Vantaggi
A handful of resilient, talented employees who deserve far better than the environment they’re forced to work in.
Svantaggi
Feeser’s Food Distributors operates on a leadership model built on unpredictability, avoidance, and a surprising degree of basic managerial incompetence. The “family business” brand positioning dissolves the moment you see how decisions are made internally — or more accurately, how they aren’t.
I was hired as Creative Director and ended up performing the responsibilities of a Director of Marketing without the title, clarity, or support that role requires. Despite raising the issue multiple times, nothing was formalized, addressed, or acknowledged. In three years, I had three supervisors. None stayed long enough or had the qualifications necessary to provide stable leadership. The turnover alone tells you everything you need to know.
The leadership group, self-titled the “C-team,” behaves less like executives and more like a closed circle of individuals who rely heavily on outdated habits, personal allegiances, and instinct instead of strategy.
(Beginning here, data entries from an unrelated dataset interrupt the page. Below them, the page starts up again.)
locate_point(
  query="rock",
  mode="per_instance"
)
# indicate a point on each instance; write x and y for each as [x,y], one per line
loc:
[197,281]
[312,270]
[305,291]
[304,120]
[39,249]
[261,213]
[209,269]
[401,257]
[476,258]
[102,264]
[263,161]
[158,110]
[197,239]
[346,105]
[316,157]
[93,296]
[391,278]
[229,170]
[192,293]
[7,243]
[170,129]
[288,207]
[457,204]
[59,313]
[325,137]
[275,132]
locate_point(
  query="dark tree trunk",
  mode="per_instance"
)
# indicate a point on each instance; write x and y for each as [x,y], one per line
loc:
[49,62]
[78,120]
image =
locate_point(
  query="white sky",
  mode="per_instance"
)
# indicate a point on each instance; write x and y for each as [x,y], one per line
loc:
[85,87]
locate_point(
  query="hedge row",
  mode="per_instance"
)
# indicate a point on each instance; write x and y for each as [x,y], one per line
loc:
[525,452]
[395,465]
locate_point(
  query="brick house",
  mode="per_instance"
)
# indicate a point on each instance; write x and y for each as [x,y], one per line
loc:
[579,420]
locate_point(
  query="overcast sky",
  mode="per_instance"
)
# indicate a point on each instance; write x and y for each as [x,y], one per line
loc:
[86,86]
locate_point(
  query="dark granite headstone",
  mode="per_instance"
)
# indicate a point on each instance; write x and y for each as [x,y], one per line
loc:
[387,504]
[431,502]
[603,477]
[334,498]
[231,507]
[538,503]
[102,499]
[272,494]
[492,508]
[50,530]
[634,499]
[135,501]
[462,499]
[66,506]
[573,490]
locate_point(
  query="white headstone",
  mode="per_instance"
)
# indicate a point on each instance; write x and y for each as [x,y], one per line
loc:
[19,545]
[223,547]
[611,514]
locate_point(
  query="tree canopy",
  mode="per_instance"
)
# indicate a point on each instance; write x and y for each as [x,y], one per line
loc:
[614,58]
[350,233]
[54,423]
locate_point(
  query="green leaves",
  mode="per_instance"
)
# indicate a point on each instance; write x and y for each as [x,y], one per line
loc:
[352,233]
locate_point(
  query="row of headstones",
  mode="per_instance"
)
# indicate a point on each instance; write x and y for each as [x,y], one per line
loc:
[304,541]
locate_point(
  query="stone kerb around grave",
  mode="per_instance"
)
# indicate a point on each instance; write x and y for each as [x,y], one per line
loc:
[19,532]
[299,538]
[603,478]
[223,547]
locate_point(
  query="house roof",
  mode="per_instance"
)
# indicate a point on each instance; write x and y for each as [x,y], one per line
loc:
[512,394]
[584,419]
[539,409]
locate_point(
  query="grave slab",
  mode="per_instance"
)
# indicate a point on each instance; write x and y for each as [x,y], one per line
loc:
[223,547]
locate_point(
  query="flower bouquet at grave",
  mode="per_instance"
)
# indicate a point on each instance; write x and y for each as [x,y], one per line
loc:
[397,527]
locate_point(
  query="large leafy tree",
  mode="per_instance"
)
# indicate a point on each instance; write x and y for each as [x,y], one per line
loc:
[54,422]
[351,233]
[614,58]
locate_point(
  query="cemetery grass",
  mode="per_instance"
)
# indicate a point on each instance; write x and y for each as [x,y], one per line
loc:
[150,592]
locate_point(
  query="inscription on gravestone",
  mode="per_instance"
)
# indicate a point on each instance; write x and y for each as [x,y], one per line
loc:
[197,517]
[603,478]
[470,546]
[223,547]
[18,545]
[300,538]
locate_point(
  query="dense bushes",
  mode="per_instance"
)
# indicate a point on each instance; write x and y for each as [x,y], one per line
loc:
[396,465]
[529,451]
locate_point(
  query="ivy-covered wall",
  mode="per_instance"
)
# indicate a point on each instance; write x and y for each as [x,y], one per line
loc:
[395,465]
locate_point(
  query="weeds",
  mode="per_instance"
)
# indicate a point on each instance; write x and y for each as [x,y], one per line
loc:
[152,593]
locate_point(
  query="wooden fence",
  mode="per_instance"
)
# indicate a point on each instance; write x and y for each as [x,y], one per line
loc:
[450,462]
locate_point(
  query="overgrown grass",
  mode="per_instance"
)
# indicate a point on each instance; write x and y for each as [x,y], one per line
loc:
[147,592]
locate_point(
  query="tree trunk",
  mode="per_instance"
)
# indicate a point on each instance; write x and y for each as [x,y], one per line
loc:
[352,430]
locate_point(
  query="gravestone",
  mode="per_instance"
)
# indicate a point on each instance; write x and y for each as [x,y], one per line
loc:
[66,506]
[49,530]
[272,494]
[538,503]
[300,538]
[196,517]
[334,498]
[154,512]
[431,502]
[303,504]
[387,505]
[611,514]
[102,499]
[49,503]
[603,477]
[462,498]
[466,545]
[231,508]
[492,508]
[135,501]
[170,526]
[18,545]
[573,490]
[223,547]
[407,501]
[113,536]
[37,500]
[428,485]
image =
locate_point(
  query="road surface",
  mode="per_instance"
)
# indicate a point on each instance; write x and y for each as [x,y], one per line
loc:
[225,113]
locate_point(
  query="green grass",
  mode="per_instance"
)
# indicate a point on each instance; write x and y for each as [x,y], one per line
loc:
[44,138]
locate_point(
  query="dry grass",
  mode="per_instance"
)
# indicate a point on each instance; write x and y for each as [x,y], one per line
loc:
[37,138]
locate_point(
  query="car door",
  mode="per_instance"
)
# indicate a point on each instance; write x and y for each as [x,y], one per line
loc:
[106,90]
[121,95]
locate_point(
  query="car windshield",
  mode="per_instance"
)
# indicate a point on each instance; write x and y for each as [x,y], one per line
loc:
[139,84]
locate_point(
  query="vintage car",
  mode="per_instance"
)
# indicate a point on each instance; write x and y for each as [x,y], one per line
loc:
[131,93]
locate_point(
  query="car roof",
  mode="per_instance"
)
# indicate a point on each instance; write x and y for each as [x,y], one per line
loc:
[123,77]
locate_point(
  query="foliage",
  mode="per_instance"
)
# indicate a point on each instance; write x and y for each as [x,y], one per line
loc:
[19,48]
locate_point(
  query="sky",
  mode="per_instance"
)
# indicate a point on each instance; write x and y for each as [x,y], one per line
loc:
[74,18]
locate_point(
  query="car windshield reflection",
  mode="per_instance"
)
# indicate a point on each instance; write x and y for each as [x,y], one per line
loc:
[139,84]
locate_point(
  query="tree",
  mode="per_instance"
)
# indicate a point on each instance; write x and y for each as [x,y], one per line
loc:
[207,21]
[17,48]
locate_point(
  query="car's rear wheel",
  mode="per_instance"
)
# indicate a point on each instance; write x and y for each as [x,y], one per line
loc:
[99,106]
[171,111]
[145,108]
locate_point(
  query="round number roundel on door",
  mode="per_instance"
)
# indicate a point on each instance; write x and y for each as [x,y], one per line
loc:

Communication is inconsistent. Direction is vague. Accountability is rare. The environment functions on the unspoken expectation that employees compensate for leadership’s shortcomings.
It was also common for personal priorities to take precedence over actual business needs. I was frequently redirected toward tasks unrelated to the company’s operations, while legitimate marketing work was deprioritized or ignored. When I began asserting standard professional boundaries, access to leadership narrowed and support withdrew. It became clear that compliance was valued more than capability.
The company’s ongoing decline is not surprising. It is the predictable result of leadership that does not demonstrate the skills, awareness, or discipline required to steward a century-old business.